Microsecond MD Simulations of the Plexin-B1 RBD: N-H Probability Density as Descriptor of Structural Dynamics, Dimerization-Related Conformational Entropy, and Transient Dimer Asymmetry.

Abstract

Amide-bond equilibrium probability density, Peq = exp(-u) (u, local potential), and associated conformational entropy, Sk = -∫Peq (ln Peq) dΩ ─ln ∫dΩ, are derived for the Rho GTPase binding domain of Plexin-B1 (RBD) as monomer and dimer from 1 μs MD simulations. The objective is to elucidate the effect of dimerization on the dynamic structure of the RBD. Dispersed (peaked) Peq functions indicate "flexibility" ("rigidity"; the respective concepts are used below in this context). The L1 and L3 loops are throughout highly flexible, the L2 loop and the secondary structure elements are generally rigid, and the L4 loop is flexible in the monomer and rigid in the dimer. Overall, many residues are more flexible in the dimer. These features, and their implications, are discussed. Unexpectedly, we find that monomer unit 1 of the dimer (in short, d1) is unusually flexible, whereas monomer unit 2 (in short, d2) is as rigid as the RBD monomer. This is revealed due to their engagement in slow-to-intermediate conformational exchange detected previously by 15N relaxation experiments.
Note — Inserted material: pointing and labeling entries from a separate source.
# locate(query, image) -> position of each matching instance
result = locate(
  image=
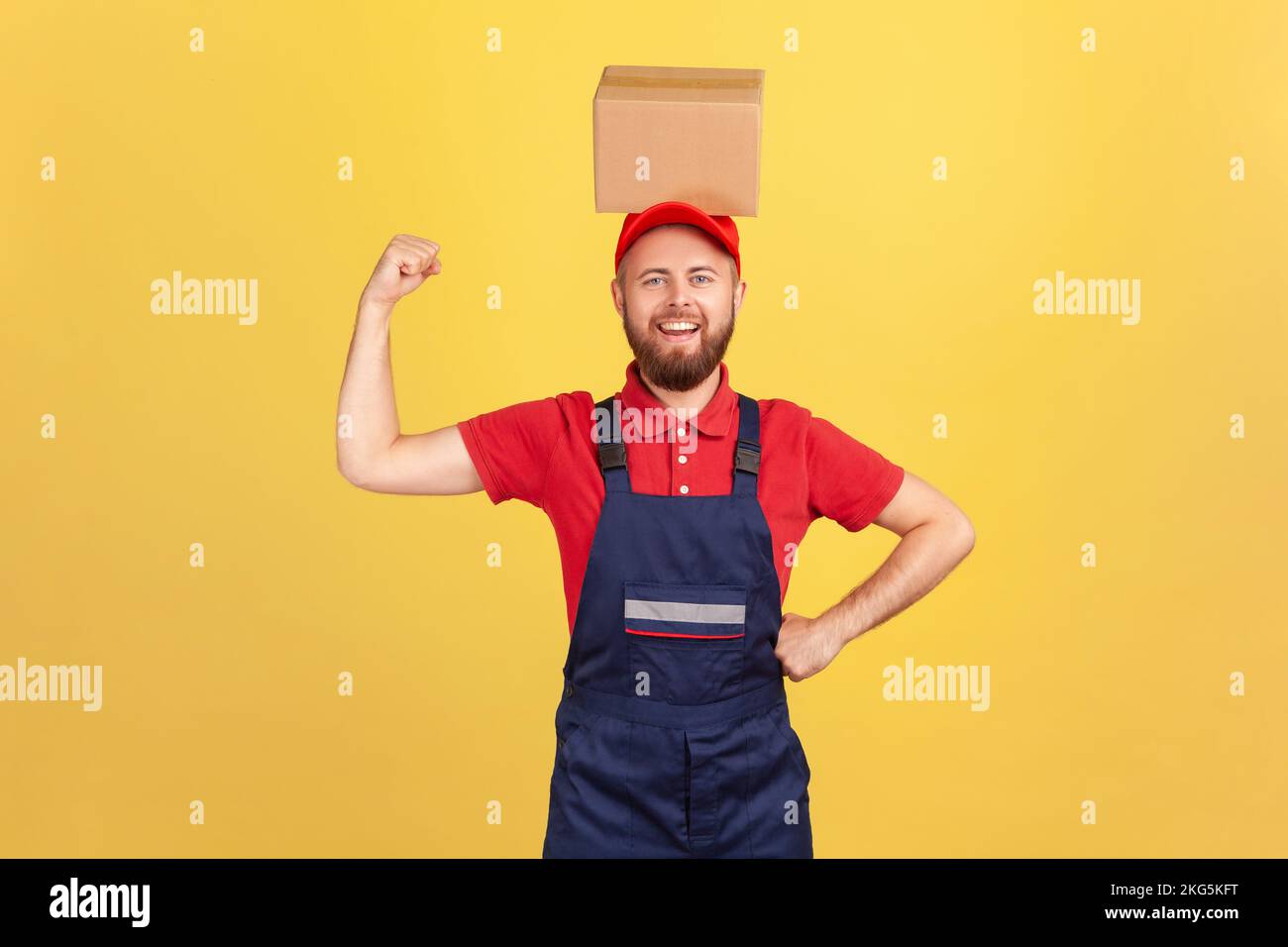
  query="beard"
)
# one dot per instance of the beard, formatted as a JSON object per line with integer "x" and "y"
{"x": 674, "y": 369}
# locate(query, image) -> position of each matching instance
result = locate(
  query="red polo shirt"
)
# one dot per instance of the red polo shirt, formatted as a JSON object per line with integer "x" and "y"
{"x": 544, "y": 453}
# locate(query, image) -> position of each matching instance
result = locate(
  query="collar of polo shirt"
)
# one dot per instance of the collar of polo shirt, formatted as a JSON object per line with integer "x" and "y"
{"x": 712, "y": 419}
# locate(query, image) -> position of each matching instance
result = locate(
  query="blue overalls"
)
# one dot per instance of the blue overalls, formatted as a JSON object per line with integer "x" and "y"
{"x": 673, "y": 735}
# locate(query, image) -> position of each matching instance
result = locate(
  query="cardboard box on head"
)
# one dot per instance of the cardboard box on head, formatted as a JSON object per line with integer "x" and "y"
{"x": 666, "y": 133}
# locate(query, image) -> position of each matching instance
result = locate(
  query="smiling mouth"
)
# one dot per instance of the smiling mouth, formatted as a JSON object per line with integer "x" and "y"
{"x": 678, "y": 330}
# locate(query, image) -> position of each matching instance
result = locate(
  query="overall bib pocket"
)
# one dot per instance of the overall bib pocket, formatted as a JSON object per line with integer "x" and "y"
{"x": 686, "y": 642}
{"x": 784, "y": 724}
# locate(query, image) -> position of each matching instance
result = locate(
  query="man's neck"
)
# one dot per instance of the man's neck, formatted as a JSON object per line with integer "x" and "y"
{"x": 690, "y": 402}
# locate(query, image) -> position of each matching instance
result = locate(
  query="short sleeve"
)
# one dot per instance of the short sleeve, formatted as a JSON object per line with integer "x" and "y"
{"x": 849, "y": 482}
{"x": 513, "y": 446}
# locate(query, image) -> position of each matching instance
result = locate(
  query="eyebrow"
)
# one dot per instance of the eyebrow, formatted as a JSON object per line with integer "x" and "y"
{"x": 668, "y": 272}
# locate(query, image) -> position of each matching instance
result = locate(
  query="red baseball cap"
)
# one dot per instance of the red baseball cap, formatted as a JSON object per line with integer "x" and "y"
{"x": 722, "y": 228}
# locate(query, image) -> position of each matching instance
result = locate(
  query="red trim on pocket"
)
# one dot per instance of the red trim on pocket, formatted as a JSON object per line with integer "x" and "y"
{"x": 677, "y": 634}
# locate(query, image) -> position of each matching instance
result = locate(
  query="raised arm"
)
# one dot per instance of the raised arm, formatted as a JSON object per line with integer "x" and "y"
{"x": 372, "y": 451}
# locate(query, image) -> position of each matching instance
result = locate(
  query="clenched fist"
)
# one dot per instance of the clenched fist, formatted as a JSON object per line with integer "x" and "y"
{"x": 406, "y": 263}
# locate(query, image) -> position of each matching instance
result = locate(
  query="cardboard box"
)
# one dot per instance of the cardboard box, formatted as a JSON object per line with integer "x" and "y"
{"x": 678, "y": 134}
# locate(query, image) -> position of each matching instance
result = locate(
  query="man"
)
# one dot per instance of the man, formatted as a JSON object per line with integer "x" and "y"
{"x": 678, "y": 505}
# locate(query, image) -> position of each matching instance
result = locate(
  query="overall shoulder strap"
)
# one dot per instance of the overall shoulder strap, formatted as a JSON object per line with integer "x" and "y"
{"x": 606, "y": 433}
{"x": 746, "y": 457}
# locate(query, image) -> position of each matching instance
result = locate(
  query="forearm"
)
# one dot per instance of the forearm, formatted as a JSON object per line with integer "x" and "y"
{"x": 368, "y": 414}
{"x": 923, "y": 557}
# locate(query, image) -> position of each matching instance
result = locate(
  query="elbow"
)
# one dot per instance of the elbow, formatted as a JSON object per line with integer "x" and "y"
{"x": 353, "y": 474}
{"x": 965, "y": 532}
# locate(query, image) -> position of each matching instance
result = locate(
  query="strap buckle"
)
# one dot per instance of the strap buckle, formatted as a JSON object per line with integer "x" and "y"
{"x": 747, "y": 457}
{"x": 612, "y": 455}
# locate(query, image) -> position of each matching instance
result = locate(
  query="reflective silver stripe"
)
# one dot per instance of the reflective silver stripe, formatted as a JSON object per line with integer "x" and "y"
{"x": 686, "y": 611}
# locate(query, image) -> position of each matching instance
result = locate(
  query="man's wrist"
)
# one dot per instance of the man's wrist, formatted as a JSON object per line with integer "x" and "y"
{"x": 374, "y": 309}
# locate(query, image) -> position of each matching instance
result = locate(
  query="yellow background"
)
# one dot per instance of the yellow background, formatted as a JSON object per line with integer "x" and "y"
{"x": 1108, "y": 684}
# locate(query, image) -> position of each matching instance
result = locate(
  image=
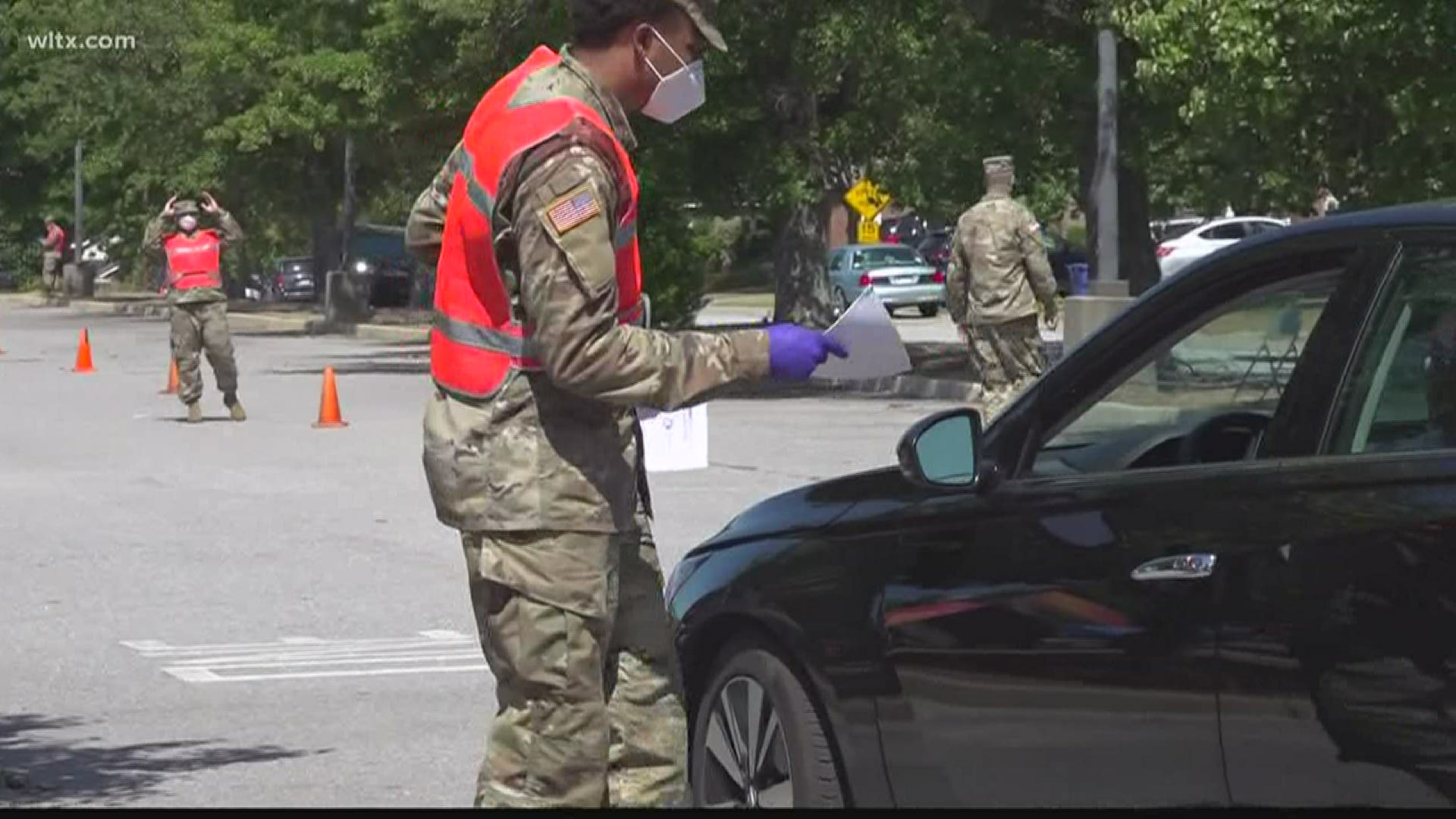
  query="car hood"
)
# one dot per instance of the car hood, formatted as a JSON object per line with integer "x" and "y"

Such motions occur with rates on the order of 103-104 s-1; hence, they cannot be completely sampled over the course of 1 μs simulation. However, the extent to which rigid d2 is affected is small enough to enable physically relevant analysis. The entropy difference between d2 and the monomer yields an entropic contribution of -7 ± 0.7 kJ/mol to the free energy of RBD dimerization. In previous work aimed at similar objectives we used 50-100 ns MD simulations. Those results and the present result differ considerably. In summary, bond-vector Peq functions derived directly from long MD simulations are useful descriptors of protein structural dynamics and provide accurate conformational entropy. Within the scope of slow conformational exchange, they can be useful, even in the presence of incomplete sampling.